- Born: 27 August 1941 Buchach, Poland
- Died: 3 October 2024 (aged 83) Hudson, Quebec, Canada
- Occupation: Immunologist
- Awards: National Order of Quebec

= Emil Skamene =

Canadian Immunologist (1941–2024)

Emil Skamene, (27 August 1941 – 3 October 2024) was a Canadian immunologist, medical researcher, and pioneer in genetic research.
== Early life ==

Skamene was born in Buczacz, Poland (now part of Ukraine). Many of his family members were killed in Nazi death camps, but he escaped and was adopted by a Czech family.
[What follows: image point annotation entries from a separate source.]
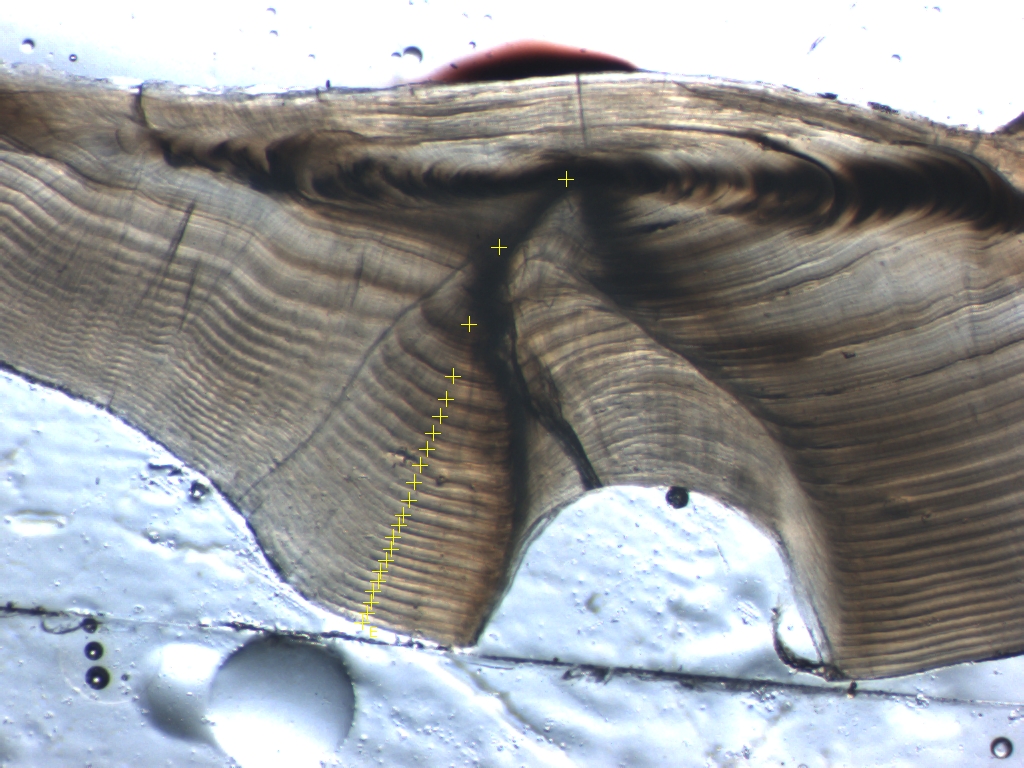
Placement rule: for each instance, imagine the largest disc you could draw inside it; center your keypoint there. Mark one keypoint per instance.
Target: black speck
(93, 650)
(678, 497)
(97, 677)
(198, 489)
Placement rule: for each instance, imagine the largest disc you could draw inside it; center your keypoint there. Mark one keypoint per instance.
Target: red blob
(527, 58)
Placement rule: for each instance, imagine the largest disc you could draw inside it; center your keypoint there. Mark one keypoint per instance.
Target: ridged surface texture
(805, 309)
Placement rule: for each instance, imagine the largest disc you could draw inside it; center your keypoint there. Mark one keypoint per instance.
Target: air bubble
(97, 677)
(198, 489)
(1001, 748)
(280, 697)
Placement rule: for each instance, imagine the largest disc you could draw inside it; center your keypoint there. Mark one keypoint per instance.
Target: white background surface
(96, 521)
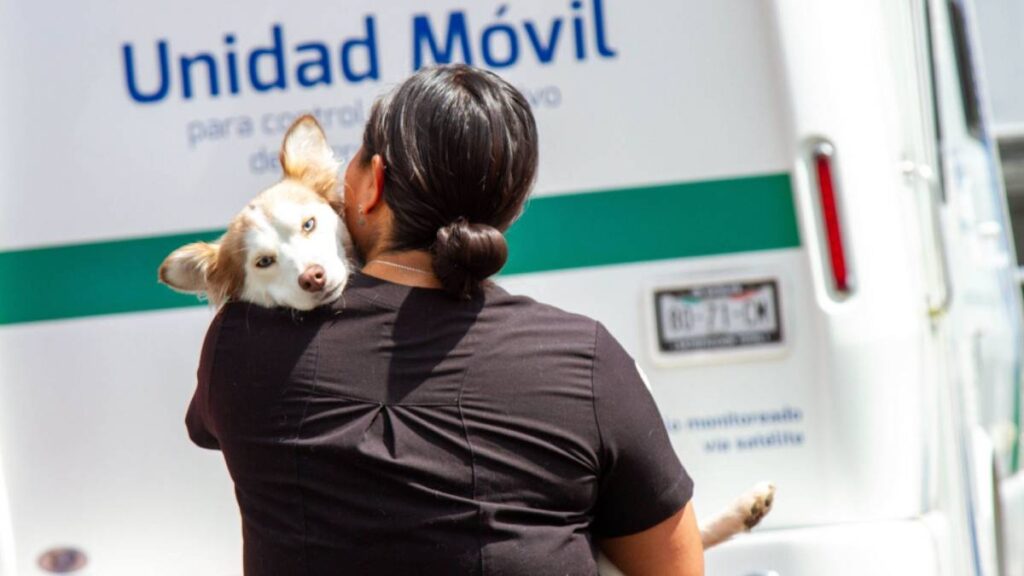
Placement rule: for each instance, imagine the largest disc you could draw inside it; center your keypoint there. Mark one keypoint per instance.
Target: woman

He received his MD and PhD from Charles University in Prague before carrying out post-doctoral research at Harvard Medical School from 1968-1970 and later specialty training in allergy and immunology at McGill University from 1970-1974.

== Research career ==

Skamene was the Director of Research for the McGill University Health Centre, the Director of the Centre for the Study of Host Resistance, and a Professor in the Department of Medicine, the Department of Human Genetics, and the Institute of Parasitology.

In 2005, he was made a Knight (Chevalier) of the National Order of Quebec. In 2001, he was awarded the Prix Armand-Frappier. In 1997, he was made a Fellow of the Royal Society of Canada.

Skamene died in Hudson, Quebec on 3 October 2024, at the age of 83.